Il est plus difficile de cerner les raisons pour lesquelles la rédaction du Livre Blanc, interrompue au terme de cette première phase, reprit presque un siècle plus tard, dans la deuxième moitié du XIVe siècle, mais de manière désormais sporadique. Plusieurs mains se succèdent alors, usant d’une écriture cursive et d’une présentation sans apprêt.
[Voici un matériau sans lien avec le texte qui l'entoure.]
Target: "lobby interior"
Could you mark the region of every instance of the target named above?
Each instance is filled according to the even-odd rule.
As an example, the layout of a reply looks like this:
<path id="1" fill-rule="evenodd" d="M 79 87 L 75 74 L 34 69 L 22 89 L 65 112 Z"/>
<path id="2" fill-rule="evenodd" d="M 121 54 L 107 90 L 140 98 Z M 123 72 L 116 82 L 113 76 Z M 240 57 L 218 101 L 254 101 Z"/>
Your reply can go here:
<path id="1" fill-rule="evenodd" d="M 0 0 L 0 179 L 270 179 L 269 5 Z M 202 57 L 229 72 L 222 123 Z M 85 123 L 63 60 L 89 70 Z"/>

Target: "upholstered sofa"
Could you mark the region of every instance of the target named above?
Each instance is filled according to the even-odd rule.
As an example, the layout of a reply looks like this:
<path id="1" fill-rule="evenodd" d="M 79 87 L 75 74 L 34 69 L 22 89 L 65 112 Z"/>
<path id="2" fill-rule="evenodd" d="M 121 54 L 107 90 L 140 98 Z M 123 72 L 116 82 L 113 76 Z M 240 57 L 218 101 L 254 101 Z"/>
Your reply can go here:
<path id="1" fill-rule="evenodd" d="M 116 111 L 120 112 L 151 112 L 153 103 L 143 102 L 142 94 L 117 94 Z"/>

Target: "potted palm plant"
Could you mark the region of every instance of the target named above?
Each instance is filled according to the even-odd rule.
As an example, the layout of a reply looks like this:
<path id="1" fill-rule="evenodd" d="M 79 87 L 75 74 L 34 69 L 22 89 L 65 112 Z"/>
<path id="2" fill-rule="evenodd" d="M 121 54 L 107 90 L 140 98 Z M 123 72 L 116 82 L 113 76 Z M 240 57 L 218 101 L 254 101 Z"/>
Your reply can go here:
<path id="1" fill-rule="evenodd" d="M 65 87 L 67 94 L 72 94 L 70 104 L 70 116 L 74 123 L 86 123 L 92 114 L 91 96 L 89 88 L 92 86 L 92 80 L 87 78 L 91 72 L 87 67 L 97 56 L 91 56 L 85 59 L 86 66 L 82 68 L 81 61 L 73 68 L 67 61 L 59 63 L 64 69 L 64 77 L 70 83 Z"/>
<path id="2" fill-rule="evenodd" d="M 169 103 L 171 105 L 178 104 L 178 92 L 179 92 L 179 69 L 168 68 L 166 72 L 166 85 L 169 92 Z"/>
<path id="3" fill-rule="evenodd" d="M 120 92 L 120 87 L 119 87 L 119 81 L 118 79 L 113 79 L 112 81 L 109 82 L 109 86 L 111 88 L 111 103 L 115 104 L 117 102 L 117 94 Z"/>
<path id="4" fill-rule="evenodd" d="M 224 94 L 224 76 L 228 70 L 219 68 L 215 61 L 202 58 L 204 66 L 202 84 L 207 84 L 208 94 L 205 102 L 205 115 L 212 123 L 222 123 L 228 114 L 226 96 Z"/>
La plupart des actes copiés sont désormais des lettres royaux : les privilèges octroyés à la ville par le roi d’Angleterre puis par le roi de France, en particulier ceux délivrés en 1369 par Charles V après la reprise du comté qui avait été confisqué par Philippe VI au début de la guerre de Cent Ans puis rétrocédé au roi d’Angleterre par le traité de Brétigny-Calais en 1360. Le Livre Blanc a alors pour fonction non seulement d’enregistrer les prérogatives nouvelles de la commune, mais aussi d’affirmer hautement sa fidélité à la couronne de France, dont la proclamation est désormais constitutive de l’identité politique urbaine.

Une troisième séquence débute dans le dernier tiers du XVe siècle et se prolonge jusqu’aux premières années du siècle suivant. Les mains différentes y sont de plus en plus nombreuses, donnant à la rédaction un aspect encore plus relâché. Le choix des actes copiés, dans un certain désordre chronologique, n’est plus dicté par la conjoncture politique ; en témoigne le constat que la cession du comté à Philippe le Bon par le traité d’Arras, pas plus que son retour à la couronne après la mort de Charles le Téméraire, ne trouvent d’écho majeur dans le Livre Blanc. Celui-ci n’enregistre plus les actes illustrant les prérogatives fondamentales de la ville, mais des témoins de sa vie administrative plus modestes et plus divers : arrêts du Parlement, accords, sentences échevinales… n’ayant plus forcément de portée générale.

Enfin les deux derniers cahiers, qui semblent n’avoir été joints aux sections précédentes du manuscrit que tardivement, sont l’œuvre d’un seul copiste, relativement soigneux. Ils forment un petit cartulaire particulier regroupant une trentaine de chartes intéressant toutes la léproserie du Val, qui était administrée par l’échevinage depuis le XIIe siècle. Ces chartes ont été traduites du latin au français, comme l’indique le copiste, dans le dessein d’en faciliter l’utilisation par les maire et échevins.